Maths Core 2 AS level anyone good with calculus to find set of values of x for f(x)?

2)

y = 4x^2 + 1/x

y = 4x^2 + x^-1

dy/dx = 4(2)x^1 + (-1)x^(-1-1)

dy/dx = 8x -1/x^2

At the stationary point the gradient is '0' (zero)

So dy/dx = 0

Hence

8x - x^-2 = 0

8x = x^-2

8x^3 = 1

x^3 = 1/8

x = (1/8)^(1/3)

x = 1/2

the superb thank you to do it somewhat is to "complete the sq.." as quickly as you are trying this, it is going to likely be waiting to coach you the minimum component and the x value for which this happens. in the beginning, enable f(x) = x^2-4x-12. Then, to end the sq., you ought to halve the integer next to the x.
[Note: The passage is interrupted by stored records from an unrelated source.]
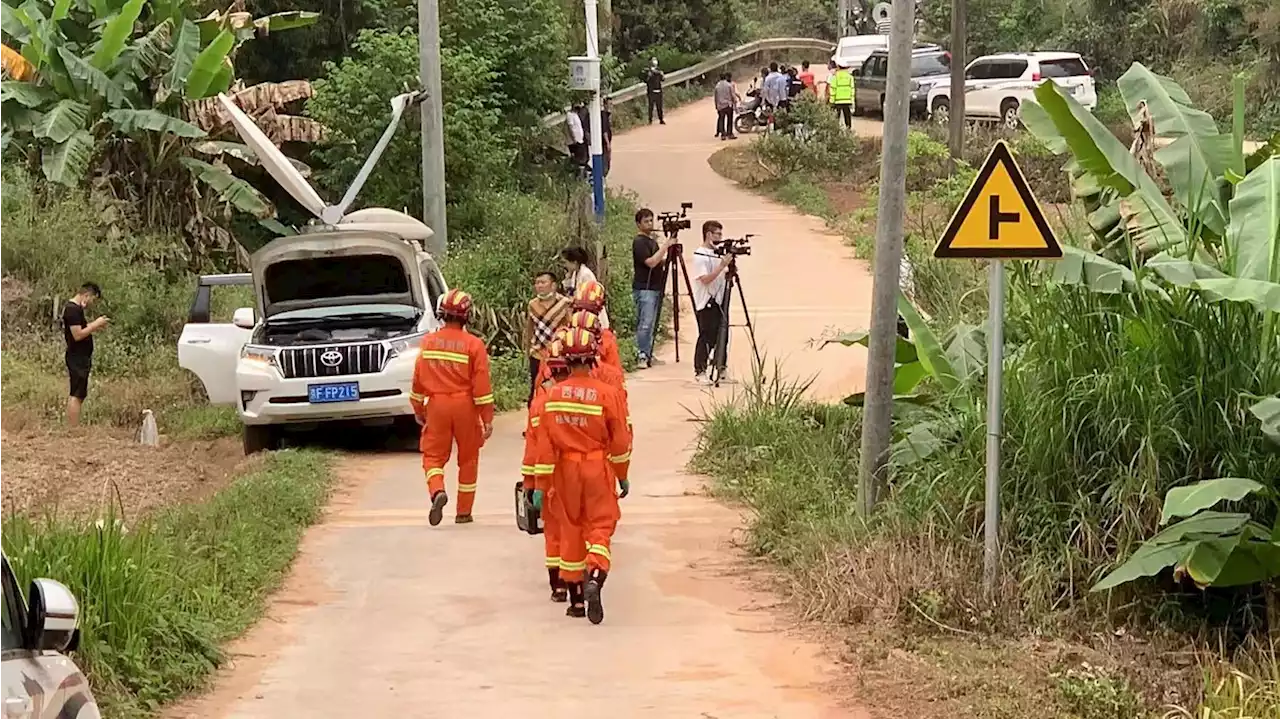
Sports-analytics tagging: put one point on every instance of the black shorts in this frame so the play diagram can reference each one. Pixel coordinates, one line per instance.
(78, 375)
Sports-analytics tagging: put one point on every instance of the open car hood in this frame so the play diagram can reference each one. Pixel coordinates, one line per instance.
(334, 269)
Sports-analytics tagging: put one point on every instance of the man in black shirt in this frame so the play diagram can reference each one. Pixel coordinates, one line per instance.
(649, 262)
(653, 81)
(80, 346)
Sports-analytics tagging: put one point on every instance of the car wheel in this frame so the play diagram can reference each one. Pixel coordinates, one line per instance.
(1009, 114)
(260, 438)
(941, 110)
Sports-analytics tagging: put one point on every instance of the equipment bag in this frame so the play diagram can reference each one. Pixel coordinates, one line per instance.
(528, 517)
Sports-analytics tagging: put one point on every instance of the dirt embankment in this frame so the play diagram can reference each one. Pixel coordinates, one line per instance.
(83, 471)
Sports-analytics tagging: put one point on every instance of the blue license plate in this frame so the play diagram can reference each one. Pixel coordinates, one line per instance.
(339, 392)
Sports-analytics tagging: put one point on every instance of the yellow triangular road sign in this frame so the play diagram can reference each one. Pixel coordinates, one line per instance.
(999, 218)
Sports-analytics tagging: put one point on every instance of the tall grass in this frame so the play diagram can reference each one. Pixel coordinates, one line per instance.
(160, 595)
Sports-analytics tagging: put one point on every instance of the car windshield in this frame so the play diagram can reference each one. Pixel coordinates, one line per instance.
(926, 65)
(348, 311)
(1069, 67)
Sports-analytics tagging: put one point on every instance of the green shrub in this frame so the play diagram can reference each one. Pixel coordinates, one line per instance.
(159, 596)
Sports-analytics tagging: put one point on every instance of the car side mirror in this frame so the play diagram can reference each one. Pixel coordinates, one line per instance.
(53, 617)
(245, 319)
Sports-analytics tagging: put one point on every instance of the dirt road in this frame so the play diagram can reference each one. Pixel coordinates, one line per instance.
(387, 617)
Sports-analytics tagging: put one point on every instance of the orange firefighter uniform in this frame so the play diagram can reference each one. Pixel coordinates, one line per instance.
(538, 486)
(590, 297)
(583, 444)
(452, 395)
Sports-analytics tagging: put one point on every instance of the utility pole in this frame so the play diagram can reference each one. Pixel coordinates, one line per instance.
(433, 127)
(877, 413)
(959, 59)
(593, 54)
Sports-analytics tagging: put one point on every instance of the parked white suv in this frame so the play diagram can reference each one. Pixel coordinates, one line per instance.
(341, 311)
(997, 85)
(37, 679)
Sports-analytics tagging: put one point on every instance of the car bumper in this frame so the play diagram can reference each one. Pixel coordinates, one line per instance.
(268, 398)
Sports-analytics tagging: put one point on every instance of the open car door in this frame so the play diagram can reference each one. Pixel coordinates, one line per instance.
(211, 349)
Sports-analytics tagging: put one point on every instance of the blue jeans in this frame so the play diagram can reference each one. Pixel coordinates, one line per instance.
(648, 310)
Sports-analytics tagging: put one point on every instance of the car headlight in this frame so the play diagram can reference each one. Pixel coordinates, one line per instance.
(407, 343)
(264, 355)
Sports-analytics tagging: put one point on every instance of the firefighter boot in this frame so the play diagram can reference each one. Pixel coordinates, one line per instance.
(438, 502)
(575, 601)
(560, 594)
(594, 585)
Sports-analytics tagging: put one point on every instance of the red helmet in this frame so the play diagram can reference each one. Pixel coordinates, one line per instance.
(556, 355)
(455, 305)
(580, 346)
(585, 320)
(590, 297)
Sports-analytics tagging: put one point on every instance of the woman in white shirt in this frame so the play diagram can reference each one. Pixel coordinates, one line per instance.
(576, 274)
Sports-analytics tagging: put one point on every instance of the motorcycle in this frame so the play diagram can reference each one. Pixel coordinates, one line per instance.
(750, 114)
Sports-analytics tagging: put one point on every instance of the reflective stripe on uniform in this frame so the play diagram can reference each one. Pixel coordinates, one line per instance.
(446, 356)
(575, 408)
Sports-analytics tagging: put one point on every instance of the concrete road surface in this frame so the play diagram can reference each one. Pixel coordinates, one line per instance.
(384, 616)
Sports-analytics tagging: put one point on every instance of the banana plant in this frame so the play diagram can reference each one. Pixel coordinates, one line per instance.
(104, 72)
(954, 367)
(1214, 549)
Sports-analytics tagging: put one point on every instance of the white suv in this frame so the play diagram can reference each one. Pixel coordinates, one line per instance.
(342, 308)
(997, 85)
(36, 677)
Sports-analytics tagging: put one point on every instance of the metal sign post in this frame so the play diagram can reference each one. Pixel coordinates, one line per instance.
(999, 220)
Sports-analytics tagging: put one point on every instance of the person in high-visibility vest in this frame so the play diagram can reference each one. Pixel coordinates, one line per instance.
(840, 94)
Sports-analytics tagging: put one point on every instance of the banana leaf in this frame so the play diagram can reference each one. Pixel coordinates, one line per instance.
(65, 163)
(1253, 238)
(115, 35)
(1187, 500)
(132, 122)
(62, 120)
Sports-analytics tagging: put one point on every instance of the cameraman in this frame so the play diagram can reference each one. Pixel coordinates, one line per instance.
(708, 292)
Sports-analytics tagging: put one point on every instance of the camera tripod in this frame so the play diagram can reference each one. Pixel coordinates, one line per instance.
(676, 260)
(720, 357)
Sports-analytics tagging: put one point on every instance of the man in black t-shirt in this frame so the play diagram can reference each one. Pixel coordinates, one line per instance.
(80, 346)
(653, 83)
(649, 262)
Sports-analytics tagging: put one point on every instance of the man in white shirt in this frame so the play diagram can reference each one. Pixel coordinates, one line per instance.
(577, 149)
(708, 293)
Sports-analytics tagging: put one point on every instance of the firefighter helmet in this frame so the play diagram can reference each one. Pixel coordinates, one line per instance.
(580, 346)
(589, 297)
(585, 320)
(455, 305)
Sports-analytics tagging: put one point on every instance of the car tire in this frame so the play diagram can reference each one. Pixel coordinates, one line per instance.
(941, 110)
(1009, 117)
(260, 438)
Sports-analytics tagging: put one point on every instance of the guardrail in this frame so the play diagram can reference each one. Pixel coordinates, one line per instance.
(709, 64)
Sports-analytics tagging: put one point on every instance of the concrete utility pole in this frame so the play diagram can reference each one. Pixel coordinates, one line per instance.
(959, 59)
(877, 413)
(433, 127)
(593, 53)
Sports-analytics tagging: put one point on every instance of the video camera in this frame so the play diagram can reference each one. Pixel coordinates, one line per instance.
(735, 247)
(675, 221)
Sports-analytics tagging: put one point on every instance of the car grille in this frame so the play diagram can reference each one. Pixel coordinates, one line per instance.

So, subsequently, -4 is going to -2. then you definately ought to placed this right into a squared bracket with an x- so we get (x-2)^2. whilst we improve this, we get x^2-4x+4. the priority is we've a +4 we don't choose! The question for sure shows that your 'C' value is -12. for this reason, do away with this +4 by minusing it. you ought to usual get (x-2)^2 -4 -12 it somewhat is (x-2)^2 - sixteen. From this, all of us understand the minimum component is at (2, -sixteen.) word- no longer -2. you ought to opposite the sign interior the bracket to get your x co-ordinate. A shop on with up question in a C1 examination ought to be to describe the modifications of the unique x^2 graph- this technique is nice!